Cuauhtémoc Quetzalcóatl –ese nombre le pusieron sus padres, que pregonaban el misticismo azteca- se emborrachaba como nadie, pero abstemio, loco, lúcido o ebrio, era una especie de mesías de la taberna. A diferencia de los demás, Cuauhtémoc miraba con una intensidad que todo mundo quería verlo; y no hablaba, no decía ni dijo jamás gran cosa, pero Cuauhtémoc Quetzalcóatl sonreía, y todo mundo sonreía con él. A mí, al principio, me pareció pedante o astuto, pero a larga terminamos bailando con las mujeres que, por ley, se le arrimaban. Qué felicidad aquella. Cuauhtémoc, sin proponérselo, besaba cada noche a alguna de las más bellas del pueblo, lo que provocaba la ira de los maridos que salían a asediarlo. Pero, entre sus virtudes, estaba desaparecer o esconderse. Y durante horas o semanas nada sabíamos del paradero de Cuauhtémoc Quetzalcóatl, que irremediablemente volvía, abriéndose paso entre los niños y los pubertos que lo ovacionaban, y entre los hombres que lo envidiaban o admiraban, como un Cristo irredento, y entre las mujeres como uno más pero como el que lleva la ligereza de la vida.

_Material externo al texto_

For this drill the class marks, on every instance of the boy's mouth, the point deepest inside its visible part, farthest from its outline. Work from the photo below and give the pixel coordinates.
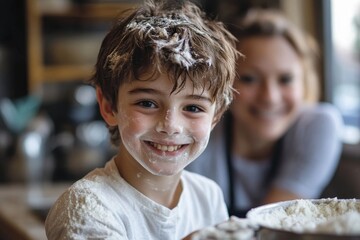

Fue tal la ausencia de peso que Cuauhtémoc Quetzalcóatl demostró en su paso por el pueblo que cuando se lió en una orgía en que participó la esposa del gobernador, y el ejército y la policía y los simples tiranos salieron en su búsqueda, Cuauhtémoc corrió tanto que terminó jadeando, torpe a mitad de una calle para olvidar. Y ahí, cuando vio correr a los hombres que también jadeaban, pero con celos o ira, y se le acercaban con antorchas y pistolas a lincharle, Cuauhtémoc Quetzalcóatl tuvo la sonrisa más torpe de todas, y no se sabe en qué pensaba pero volvió a correr y ahora comenzó a elevarse, como si tuviera alas, volando como una deidad imposible.